Há algum tempo um morador de rua tem
sido nosso vizinho. Aproveitou um nicho entre um prédio e uma casa e ali fica
dia e noite. Algumas vezes percebo que ele não está, mas suas roupas em
frangalhos e restos de comida em quentinhas frias indicam que ali é onde mora.
Às vezes passo durante o dia e o vejo dormindo profundamente como se estivesse
em cama de rei. Certa vez passei e ele estava recostado na parede e de olho no
movimento. Me deu um bom dia e eu respondi. Perguntei se não tinha família, se
não tinha ninguém. Ele nada disse, apontou para o alto, olhando demoradamente
para o céu. Captei a mensagem. Só Deus. E logo em seguida, estendeu a mão para
mim. Entendi, tirei o pouco que restava em minha carteira e dei para ele que
sorriu amigavelmente.
Vim
pensativa para casa pensando em sua história que não conheço. Sei que sua vida
não foi fácil, que já nasceu em desvantagem, certamente criado em um ambiente
pobre com nenhum ou pouquíssimo acesso às mordomias ou simplesmente o conforto
de uma ducha de água quente bem gostosa ou, sei lá, qualquer coisa dessas que
temos e nem percebemos como são boas. Este pobre homem não tem culpa de ser um
morador de rua. Também sei que é mais fácil um camelo passar pelo fundo de uma
agulha do que um rico entrar no reino de Deus, mas acredito que nem todo rico
seja mau e a misericórdia de Deus é grande. Esta questão de nascer uma criança
já condenada a sofrer tanto pela miséria, pelos maus tratos, pelo preconceito e
já outra nascer filho de príncipes sempre me faz pensar sobre a inexatidão da
vida.
Bem,
evidentemente que o caso do morador de rua passou a fazer parte de nossas discussões
filosóficas em casa. Como entrou julho com aquele frio atroz de matar que me
fez pegar uma gripe do cão, pensei no homem lá fora. Procurei e achei uma blusa
quentinha já usada de meu marido. E fui saindo de casa quando ele me flagrou:
peraí, esta blusa é minha. Não é mais, respondi, agora é do senhor que está lá
fora morrendo de frio. O quê? Redarguiu ele, vai lá e vê. Todo mundo daqui de
perto levou blusa e cobertor pra ele. Ali tem agasalhos e cobertores para
vários invernos.

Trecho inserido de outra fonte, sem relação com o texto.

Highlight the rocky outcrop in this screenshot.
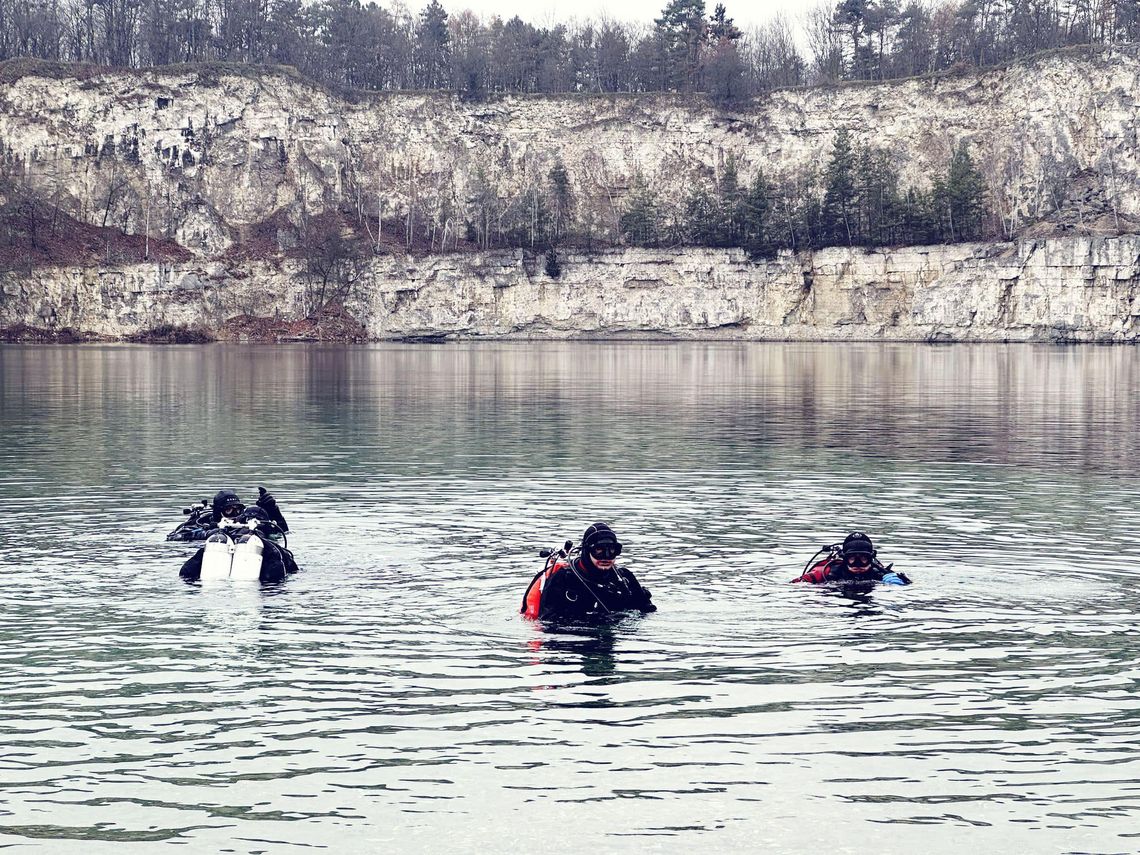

Eu ri porque sei que ele é espirituoso e brinca muito. Levei a
blusa. O homem nem viu. Dormia a sono solto em meio ao burburinho da tarde. Pude
perceber que meu marido tinha razão, o homem dorme por cima de pilhas de
agasalhos. E já o vi vestindo uma jaqueta acolchoada em ótimo estado. Não sei
se é a solução adequada, só sei que as pessoas têm pena. Agora o homem achou
como fazer uma tenda com um lençol cor de rosa que ele prendeu pelas pontas nas
grades ao lado.
Bem, no domingo, já ao final da
missa das quatro, enquanto a comentarista dava os avisos, eis que o
protagonista desta crônica irrompe pelo corredor central da igreja, com um saco
preto nas costas e carregando sua magreza extrema, aproximou-se da escada que
conduz ao altar. Expectativa geral. Em seguida levantou o braço exibindo um
dinheiro nas mãos. Ficou um tempo parado com a nota tremulando ao alto. O padre,
a princípio preocupado, acabou abrindo um sorriso acolhedor. Então o homem
subiu, depositou seu “dízimo” no último degrau e saindo rindo, triunfante.
Há alguns dias passei em frente à
tenda do homem. Ele estava acordado e fumava lá dentro. Talvez por isso tenha
deixado uma fresta para respirar. É esperto, percebeu meus olhos e fixou seu
olhar em mim. Ele é um homem, um ser humano, um filho de Deus como qualquer um
de nós, com todos os direitos que não tem.
Hoje
passei e vi que o homem não está mais lá. Foi retirado. Meu marido disse que o
pessoal da companhia de água precisou fazer a medição e onde estava o registro?
Justamente dentro da tenda do sujeito. As pessoas estavam lavando o local para
se livrarem do mau cheiro. Esta é a vida real. Foi-se embora nosso vizinho,
sabe-se lá para onde. Foi-se embora com
sua história de vida que não conheço nem conhecerei. Nem todo morador de rua
nasceu em uma família pobre. Já conheci gente que levava uma vida normal, que
acabou sem emprego, sem família e foi para as ruas. Um alcóolatra ou uma pessoa
destroçada por um trauma pode acabar nas ruas.
Desejo
que nosso ex-vizinho seja feliz. Parodiando Rabindranath Tagore, cruzo com
muitas pessoas todos os dias e sei que cada uma delas é meu irmão. O morador de
rua também. Sequer eu soube seu nome.